Or, for the monsters to nail that damn striker to keeps shifting away. And if they do extra damage for combat advantage, it's just all better.
 

That's another thing. It doesn't look to me as if being grabbed provides CA at all. All it does is immobilize, which, according to the condition summary on 277, says nothing about combat advantage.
 

KarinsDad said:
I do not totally disagree with you. 3E Grapple was too potent.

But, 4E went overboard in the opposite direction. PCs and NPCs will never use it. The only conceivable time it might be used is if 3 or more enemies mob the target and the DM forces the target to roll to get out of each and every grab.
Think about this for a minute - if you were fighting someone equipped with any kind of sharp, pointy thing who was approximately your equal in fighting skill, would you honestly try to rush him and grab him? Personally, I would also use my sharp pointy thing to sharply stick the point in him before he does so to me.

The exception to that case is when there is a mob, or when there is a monster that grabs people by default. The mob doesn't really need any help - if, say, you have 5 minions trying to pin down the slippery rogue, only one of them needs to grab him to keep him still, then the other 4 pound on him for a round until he escapes. I don't see the problem there. And monsters that specialize in grabbing their foes? Give them powers and bonuses to grabbing. Simple.

In a game where you're supposed to be stabbing or smashing or blasting things with your whatever, forgoing your weapon of choice to grab someone with your bare hand should not be optimal, or even very good at all. Of course, when monks come around, it might be another story.
 

That is correct, the only condition grab applies is immobilized. However, the attacker still has another hand free. Obviously the attacker cannot move but he can make Opportunity Attacks and, if the grab is still going next turn, attack his grabbed target or adjacent enemies within reach.

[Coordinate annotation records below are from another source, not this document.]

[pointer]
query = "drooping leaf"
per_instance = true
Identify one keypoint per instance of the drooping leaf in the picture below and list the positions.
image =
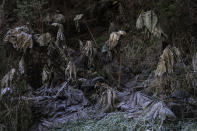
(20, 38)
(7, 79)
(44, 39)
(167, 60)
(149, 20)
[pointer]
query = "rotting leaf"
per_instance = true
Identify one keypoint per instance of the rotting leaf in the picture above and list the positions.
(167, 60)
(194, 62)
(71, 71)
(21, 66)
(76, 20)
(44, 39)
(20, 38)
(8, 78)
(88, 50)
(150, 21)
(113, 40)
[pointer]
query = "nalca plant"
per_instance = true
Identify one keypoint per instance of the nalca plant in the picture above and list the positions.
(88, 50)
(71, 71)
(114, 39)
(107, 101)
(76, 20)
(194, 62)
(149, 20)
(20, 38)
(8, 78)
(170, 56)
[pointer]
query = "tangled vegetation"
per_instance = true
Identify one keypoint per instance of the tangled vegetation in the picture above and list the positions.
(98, 65)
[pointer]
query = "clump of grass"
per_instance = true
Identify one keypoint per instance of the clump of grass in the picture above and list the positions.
(15, 112)
(112, 122)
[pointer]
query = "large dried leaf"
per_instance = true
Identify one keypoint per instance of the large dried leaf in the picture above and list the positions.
(21, 66)
(88, 50)
(20, 38)
(60, 33)
(7, 79)
(44, 39)
(149, 20)
(168, 58)
(77, 19)
(107, 100)
(71, 71)
(152, 109)
(113, 40)
(194, 62)
(45, 75)
(54, 18)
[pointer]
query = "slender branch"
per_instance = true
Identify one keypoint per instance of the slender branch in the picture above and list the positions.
(90, 32)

I don't think it was meant to be a viable tactic to build a character around. Also I don't feel that Grab is the 4e Grapple, it's just the closest action to it. In my mind all you are doing with a grab is reaching out with one hand and holding onto the target's arm, shirt, etc; not trying to initiate a full blown grapple.

Always remember 4e was designed so that DM's will have to add their own judgment to the rules more so than in 3e ( at least in my opinion it seems this way).